Vier maanden per jaar voeren de kloppers van laadplek naar losplek. De peeentijd, waarin schippers elkaar regelmatig troffen. Het merendeel van de schippers voer niet onder contract maar was zelfstandige en dus afhankelijk van vraag en aanbod. Voor de campagne waren er dan ook meer aanmeldingen dan plaatsen. Schippers moesten zich daarvoor inschrijven bij de Rijksverkeerinspectie, met opgave van de fabriek die men wilde beleveren en of men wel of niet aan de zondagsrust deed (en dus zondaghouder was). In overleg met de schippersbonden werden schippers geselecteerd, waarna er werd geloot. Wie uitgeloot werd kon nog in aanmerking komen als reserve-schipper. Dan kon je worden opgeroepen als er schepen uitvielen of de oogst groter was dan verwacht. Maar de stand-by functie werd niet vergoed, je kon wel andere vrachten aannemen. Reserveschippers werden het volgend seizoen wel zonder loting gewone schipper.

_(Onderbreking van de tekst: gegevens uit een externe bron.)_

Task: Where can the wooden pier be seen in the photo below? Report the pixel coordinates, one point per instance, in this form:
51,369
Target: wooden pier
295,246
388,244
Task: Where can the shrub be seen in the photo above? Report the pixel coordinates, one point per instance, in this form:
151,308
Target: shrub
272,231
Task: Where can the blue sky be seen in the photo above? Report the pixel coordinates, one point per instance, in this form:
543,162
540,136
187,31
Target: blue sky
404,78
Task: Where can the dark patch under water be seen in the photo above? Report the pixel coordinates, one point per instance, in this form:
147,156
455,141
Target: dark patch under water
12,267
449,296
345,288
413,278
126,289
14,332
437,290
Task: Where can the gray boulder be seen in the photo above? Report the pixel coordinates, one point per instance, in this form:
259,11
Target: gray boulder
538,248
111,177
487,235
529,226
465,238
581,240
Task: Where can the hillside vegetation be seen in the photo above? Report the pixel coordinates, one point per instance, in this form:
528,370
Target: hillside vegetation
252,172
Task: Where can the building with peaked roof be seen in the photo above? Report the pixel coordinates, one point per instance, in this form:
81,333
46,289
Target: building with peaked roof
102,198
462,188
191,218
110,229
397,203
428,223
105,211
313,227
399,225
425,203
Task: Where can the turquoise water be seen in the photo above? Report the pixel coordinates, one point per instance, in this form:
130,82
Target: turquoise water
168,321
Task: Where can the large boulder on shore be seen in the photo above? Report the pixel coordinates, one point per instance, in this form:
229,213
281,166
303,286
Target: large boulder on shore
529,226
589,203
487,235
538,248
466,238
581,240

Het laden gebeurde in de gewone grote havens, in kleine landbouwhaventjes met een ligplaats die alleen gebruikt werden voor de afvoer van tal van landbouwproducten door een wekelijkse beurtvaarder (die ook weer stadse goederen terugbracht) en vanuit speciale bietenhaventjes. Die laatste hadden niet veel meer dan een paar staken waarlangs je bij vloed kon binnenvaren. Dat leidde tot laden bij laag tijd, met als probleem dat je als schipper lastig kon bepalen hoe diep je schip al laag met de aan boord genomen bieten. En weer lossen was not done. Met soms gevaarlijke tochten door de delta.

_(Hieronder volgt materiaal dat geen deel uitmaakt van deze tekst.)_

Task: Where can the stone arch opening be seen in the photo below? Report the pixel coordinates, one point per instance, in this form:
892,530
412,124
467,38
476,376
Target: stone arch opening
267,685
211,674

Er werd met de hand geladen en in het ruim met de hand naar de hoeken gestouwd. Een verbetering was het bietennet dat onderin de karren en wagens werd gelegd en in havens met een kraan eruit kon worden getild. Een uitvinding van de smid van Dreischor. Daardoor kon de laadcapaciteit naar 100 ton per uur.

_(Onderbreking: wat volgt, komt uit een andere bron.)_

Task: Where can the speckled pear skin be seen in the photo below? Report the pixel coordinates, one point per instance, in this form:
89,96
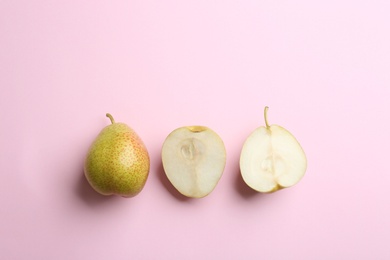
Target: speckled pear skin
117,162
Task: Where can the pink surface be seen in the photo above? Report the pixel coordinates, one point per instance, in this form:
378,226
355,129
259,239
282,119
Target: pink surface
323,68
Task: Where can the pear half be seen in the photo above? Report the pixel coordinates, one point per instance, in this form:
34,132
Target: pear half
272,159
193,158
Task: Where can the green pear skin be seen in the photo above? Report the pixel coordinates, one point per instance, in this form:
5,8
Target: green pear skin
117,162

Bij de fabriek was er per definitie wachttijd, maar dat leidde wel tot gezellilgheid tussen de schippers. Het lossen gebeure met kranen (met knijers) Vervolgens werd de schipper uitbetaald en moest het schip snel de losplaats verlaten. Een traditie waarin ergens halverwege de jaren 80 een einde kwam, omdat de vrachtwagen het overnam.